This post is also available in: 日本語 (Japanese)
Emotet and Trickbot are information stealers targeting Windows-based computers, and they are best known as banking malware. Each are typically distributed through separate distinct malicious spam (malspam) campaigns. However, we occasionally see both types of malware retrieved during a single infection chain. This Emotet+Trickbot combination doubles the danger for any vulnerable Windows host.

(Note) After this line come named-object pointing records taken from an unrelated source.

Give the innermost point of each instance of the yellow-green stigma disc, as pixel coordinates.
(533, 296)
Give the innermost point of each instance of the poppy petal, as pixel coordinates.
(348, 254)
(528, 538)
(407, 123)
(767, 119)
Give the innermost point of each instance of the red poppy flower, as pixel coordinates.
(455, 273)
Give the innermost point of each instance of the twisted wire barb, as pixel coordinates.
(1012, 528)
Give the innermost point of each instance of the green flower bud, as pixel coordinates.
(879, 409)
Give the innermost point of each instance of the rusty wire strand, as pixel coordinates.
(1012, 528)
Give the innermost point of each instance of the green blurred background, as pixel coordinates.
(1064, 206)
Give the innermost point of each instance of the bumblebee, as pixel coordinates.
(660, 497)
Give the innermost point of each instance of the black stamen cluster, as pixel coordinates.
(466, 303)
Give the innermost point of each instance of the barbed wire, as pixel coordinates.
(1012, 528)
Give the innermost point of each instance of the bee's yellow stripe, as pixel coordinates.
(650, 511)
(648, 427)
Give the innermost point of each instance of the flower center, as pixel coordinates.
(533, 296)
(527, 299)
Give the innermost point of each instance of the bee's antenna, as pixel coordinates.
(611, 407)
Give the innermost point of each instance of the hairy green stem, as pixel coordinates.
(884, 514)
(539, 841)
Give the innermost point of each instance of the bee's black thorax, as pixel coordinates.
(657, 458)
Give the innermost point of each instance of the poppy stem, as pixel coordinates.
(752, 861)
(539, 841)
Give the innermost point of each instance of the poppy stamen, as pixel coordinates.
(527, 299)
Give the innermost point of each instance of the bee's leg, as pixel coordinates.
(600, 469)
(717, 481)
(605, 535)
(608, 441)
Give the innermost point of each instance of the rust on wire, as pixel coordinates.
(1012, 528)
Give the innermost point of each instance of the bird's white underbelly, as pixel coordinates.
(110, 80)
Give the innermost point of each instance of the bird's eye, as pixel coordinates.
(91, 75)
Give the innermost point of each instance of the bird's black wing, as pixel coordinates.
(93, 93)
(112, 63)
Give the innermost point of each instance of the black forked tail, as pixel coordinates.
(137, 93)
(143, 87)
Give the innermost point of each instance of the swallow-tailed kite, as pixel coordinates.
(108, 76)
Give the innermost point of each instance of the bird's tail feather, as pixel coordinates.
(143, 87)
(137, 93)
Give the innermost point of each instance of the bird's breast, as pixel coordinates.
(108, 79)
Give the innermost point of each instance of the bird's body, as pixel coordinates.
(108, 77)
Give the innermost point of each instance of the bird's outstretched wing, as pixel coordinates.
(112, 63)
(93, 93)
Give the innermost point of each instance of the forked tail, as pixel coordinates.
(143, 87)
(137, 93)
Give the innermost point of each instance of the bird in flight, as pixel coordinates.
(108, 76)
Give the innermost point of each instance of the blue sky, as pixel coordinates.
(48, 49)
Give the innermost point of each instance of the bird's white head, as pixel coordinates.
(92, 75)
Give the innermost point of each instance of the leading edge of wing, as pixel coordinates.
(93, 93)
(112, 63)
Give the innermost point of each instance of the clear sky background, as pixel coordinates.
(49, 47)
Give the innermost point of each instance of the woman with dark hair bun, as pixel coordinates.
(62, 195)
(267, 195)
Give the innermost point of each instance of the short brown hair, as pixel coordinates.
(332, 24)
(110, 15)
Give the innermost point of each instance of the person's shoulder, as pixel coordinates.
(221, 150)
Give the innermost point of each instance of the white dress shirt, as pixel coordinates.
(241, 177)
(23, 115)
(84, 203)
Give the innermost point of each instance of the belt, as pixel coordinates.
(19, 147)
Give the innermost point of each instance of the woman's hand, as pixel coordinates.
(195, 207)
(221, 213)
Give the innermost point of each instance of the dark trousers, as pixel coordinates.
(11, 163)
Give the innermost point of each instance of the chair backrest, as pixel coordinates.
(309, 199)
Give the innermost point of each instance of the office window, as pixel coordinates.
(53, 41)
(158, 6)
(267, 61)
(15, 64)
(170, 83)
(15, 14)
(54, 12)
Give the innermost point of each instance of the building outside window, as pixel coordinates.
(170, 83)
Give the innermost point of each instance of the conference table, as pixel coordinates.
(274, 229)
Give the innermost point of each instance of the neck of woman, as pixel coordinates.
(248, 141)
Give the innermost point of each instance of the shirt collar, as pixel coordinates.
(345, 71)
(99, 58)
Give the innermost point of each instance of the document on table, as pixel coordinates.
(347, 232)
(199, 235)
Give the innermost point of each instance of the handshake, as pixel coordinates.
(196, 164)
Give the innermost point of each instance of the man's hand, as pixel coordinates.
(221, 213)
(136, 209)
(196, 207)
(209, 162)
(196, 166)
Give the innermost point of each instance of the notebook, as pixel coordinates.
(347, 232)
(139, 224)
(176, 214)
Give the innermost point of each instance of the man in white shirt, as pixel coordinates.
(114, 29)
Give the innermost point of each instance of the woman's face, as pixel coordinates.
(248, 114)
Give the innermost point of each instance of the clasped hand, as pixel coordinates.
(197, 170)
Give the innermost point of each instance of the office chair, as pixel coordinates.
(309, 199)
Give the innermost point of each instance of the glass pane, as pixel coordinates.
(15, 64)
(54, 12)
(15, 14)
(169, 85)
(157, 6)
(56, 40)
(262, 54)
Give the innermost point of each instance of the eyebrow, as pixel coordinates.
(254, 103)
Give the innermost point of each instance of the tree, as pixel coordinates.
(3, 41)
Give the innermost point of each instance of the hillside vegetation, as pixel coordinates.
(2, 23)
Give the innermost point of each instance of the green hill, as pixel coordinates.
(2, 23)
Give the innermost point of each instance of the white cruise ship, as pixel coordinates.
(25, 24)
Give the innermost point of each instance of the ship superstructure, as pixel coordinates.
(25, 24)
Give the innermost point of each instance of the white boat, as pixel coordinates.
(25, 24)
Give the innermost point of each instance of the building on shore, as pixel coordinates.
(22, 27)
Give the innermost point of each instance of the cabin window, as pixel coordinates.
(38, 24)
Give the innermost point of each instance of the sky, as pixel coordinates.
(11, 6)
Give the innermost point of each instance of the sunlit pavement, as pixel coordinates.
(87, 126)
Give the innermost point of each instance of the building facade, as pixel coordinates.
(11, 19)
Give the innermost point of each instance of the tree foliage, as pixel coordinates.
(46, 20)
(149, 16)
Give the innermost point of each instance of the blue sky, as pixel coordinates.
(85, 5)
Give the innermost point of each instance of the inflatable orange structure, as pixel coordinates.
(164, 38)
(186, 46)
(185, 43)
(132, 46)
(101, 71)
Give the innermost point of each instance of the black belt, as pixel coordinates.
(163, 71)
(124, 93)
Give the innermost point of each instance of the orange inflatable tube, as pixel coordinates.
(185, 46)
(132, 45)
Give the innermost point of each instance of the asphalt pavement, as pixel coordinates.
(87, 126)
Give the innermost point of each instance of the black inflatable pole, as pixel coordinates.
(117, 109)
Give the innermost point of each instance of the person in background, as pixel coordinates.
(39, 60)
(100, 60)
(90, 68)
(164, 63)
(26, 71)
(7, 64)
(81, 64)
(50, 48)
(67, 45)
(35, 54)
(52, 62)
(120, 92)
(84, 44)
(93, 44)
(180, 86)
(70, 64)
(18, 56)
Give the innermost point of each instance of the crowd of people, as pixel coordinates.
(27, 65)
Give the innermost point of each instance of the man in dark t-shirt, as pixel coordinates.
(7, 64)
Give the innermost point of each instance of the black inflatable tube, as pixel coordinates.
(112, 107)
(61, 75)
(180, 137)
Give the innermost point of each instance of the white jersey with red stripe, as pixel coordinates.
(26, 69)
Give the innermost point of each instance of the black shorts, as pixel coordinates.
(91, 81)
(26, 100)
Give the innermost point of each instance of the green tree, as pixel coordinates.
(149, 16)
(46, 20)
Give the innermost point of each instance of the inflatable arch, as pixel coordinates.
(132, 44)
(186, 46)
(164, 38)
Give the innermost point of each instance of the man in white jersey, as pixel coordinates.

As 2018 progresses, Trickbot is still sent through its own malspam campaigns, but we continue to find examples of Trickbot using Emotet as an alternate distribution method. Most writeups about Emotet and Trickbot focus on individual malware characteristics, and they do little to paint a complete picture of a successful infection chain.
This blog post examines Emotet malspam so far in 2018, and we take a closer look at a Emotet infection traffic featuring Trickbot.
Although Emotet and Trickbot are from different malware families, they have some similarities. Both are information stealers that can load additional modules for functions like spamming or worm-based propagation. And for the last year or so, both have been distributed through malspam using Microsoft Word documents as the initial infection vector.
Emotet was first reported in the summer of 2014 as banking malware, but has since evolved. By 2017, various sources reported Emotet acting as a loader for other malware like Dridex. One source reported Emotet loading Trickbot, so this most recent combination is not without precedent.
In 2018, Emotet infection traffic usually revealed the IcedID banking Trojan or Zeus Panda Banker as the follow-up malware. In June 2018, I started posting examples of Emotet infection traffic with Trickbot as its follow-up malware. We have also seen spambot malware as the follow-up malware, where the infected Windows host sends out more Emotet malspam.
An Emotet infection currently starts with a malicious macro in a Word document. Macros are disabled by default in Microsoft Office. If a user ignores security warnings and enables macros macros on a vulnerable Windows host, the malicious Word document starts an infection chain. These macro are designed to retrieve Emotet malware from compromised servers to infect a victm's computer.
Malspam pushing Emotet uses one of the two standard methods to deliver the initial Word document:
- Victims retrieve the initial Word document from a link in the email .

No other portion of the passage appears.